Sebastian van Storck refused ‘to be or do any limited thing,’ but the answer to his mysticism is to be found in a finer mysticism, that which says that there is no limited act or thing, but that the significance, as well as the pathos, of eternity is in our smallest joys and sorrows, as in our most everyday transactions, and the greatness of God incarnate in His humblest child.
This, the old doctrine of the microcosm, seems in certain moments, moments one would wish to say, of divination, strangely plain and clear—when, in Blake’s words, it seems so easy to
’... see a world in a grain of sand,
And a heaven in a wild flower;
Hold infinity in the palm of your hand
And Eternity in an hour.’
Perhaps in the street, an effect of light, a passing face, yes, even the plaintive grind of a street organ, some such everyday circumstance, affects you suddenly in quite a strange way. It has become universalised. It is no longer a detail of the Strand, but a cryptic symbol of human life. It has been transfigured into a thing of infinite pathos and infinite beauty, and, sad or glad, brings to you an inexplicable sense of peace, an unshakable conviction that man is a spirit, that his life is indeed of supreme and lovely significance, and that his destiny is secure and blessed.

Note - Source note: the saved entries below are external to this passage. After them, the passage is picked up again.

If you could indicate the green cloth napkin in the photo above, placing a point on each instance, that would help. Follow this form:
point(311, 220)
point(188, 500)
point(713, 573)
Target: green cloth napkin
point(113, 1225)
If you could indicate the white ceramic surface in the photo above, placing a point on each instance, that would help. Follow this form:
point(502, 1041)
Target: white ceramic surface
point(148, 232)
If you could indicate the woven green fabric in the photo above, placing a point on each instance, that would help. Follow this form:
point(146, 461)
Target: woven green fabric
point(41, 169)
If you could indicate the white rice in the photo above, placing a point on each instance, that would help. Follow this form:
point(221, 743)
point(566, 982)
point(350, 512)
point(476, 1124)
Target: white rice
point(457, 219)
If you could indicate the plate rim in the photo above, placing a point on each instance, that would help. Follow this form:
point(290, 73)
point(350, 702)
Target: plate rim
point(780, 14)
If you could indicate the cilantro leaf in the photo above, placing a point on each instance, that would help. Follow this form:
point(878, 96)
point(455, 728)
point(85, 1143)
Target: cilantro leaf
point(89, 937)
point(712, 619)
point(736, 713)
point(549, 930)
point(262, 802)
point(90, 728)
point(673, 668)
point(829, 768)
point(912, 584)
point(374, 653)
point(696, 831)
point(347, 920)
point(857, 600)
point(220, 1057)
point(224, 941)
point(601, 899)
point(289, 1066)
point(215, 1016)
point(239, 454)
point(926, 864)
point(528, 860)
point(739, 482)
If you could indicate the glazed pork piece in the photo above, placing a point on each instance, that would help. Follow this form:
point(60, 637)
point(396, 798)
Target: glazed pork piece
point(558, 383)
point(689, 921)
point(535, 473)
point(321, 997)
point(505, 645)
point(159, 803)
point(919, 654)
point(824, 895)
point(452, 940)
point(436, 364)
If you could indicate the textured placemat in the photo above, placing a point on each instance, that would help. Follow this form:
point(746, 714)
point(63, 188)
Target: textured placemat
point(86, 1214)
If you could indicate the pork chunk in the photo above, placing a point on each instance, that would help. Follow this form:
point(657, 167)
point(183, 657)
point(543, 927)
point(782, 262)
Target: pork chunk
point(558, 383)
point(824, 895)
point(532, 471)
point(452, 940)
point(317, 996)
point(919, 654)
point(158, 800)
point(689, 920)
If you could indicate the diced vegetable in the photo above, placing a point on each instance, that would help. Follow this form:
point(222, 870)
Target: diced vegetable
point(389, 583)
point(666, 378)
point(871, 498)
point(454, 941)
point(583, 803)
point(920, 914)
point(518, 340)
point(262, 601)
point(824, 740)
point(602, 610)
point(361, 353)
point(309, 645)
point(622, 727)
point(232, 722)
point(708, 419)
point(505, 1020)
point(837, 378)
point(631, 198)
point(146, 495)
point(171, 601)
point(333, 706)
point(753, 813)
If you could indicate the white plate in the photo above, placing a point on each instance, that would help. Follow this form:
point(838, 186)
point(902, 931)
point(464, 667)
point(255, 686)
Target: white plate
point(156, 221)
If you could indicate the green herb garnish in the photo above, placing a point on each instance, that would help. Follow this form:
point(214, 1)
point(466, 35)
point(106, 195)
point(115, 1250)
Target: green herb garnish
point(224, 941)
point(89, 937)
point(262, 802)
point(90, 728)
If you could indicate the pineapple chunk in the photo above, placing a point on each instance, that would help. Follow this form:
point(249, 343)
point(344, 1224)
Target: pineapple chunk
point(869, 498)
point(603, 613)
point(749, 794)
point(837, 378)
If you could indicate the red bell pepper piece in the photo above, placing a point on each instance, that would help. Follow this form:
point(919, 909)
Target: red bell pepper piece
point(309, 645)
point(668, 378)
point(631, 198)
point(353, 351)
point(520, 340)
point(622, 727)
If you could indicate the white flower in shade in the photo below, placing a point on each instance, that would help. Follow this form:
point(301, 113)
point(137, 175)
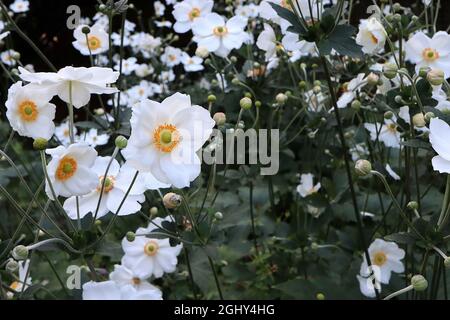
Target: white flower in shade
point(386, 133)
point(439, 133)
point(351, 90)
point(191, 64)
point(187, 11)
point(63, 135)
point(392, 173)
point(147, 256)
point(117, 183)
point(110, 290)
point(426, 52)
point(371, 35)
point(95, 42)
point(385, 258)
point(70, 170)
point(74, 84)
point(123, 276)
point(306, 186)
point(267, 41)
point(20, 6)
point(94, 139)
point(24, 280)
point(8, 57)
point(171, 56)
point(165, 138)
point(29, 111)
point(128, 65)
point(218, 36)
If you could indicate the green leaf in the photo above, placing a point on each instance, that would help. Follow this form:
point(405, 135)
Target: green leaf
point(290, 16)
point(342, 41)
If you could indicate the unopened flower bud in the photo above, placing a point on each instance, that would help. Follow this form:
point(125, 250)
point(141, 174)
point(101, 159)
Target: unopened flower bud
point(121, 142)
point(436, 77)
point(356, 105)
point(20, 252)
point(40, 144)
point(153, 211)
point(429, 116)
point(212, 98)
point(281, 98)
point(171, 200)
point(388, 115)
point(363, 167)
point(419, 120)
point(220, 118)
point(202, 52)
point(412, 205)
point(390, 70)
point(246, 103)
point(131, 236)
point(419, 283)
point(12, 265)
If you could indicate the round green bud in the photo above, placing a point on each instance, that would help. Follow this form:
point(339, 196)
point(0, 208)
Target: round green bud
point(212, 98)
point(447, 262)
point(436, 77)
point(12, 265)
point(419, 282)
point(220, 118)
point(86, 30)
point(412, 205)
point(390, 70)
point(429, 116)
point(356, 105)
point(131, 236)
point(320, 296)
point(40, 144)
point(246, 103)
point(388, 115)
point(153, 211)
point(423, 72)
point(302, 85)
point(281, 98)
point(121, 142)
point(172, 200)
point(363, 167)
point(20, 252)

Matthew Arnold, ever sensitive to such spiritual states, has described these trance-like visitations in ’The Buried Life’—
’Only, but this is rare—
When a beloved hand is laid in ours,
When, jaded with the rush and glare
Of the interminable hours,
Our eyes can in another’s eyes read
clear,
When our world-deafen’d ear
Is by the tones of a loved voice caress’d—
A bolt is shot back somewhere in our breast,
And a lost pulse of feeling stirs again:
The eye sinks inward, and the heart lies
plain,
And what we mean, we say, and what we
would, we know.
A man becomes aware of his life’s
flow,
And hears its winding murmur; and he sees
The meadows where it glides, the sun,
the breeze.
’And there arrives a lull in the
hot race
Wherein he doth for ever chase
That flying and elusive shadow, rest.
An air of coolness plays upon his face,
And an unwonted calm pervades his breast.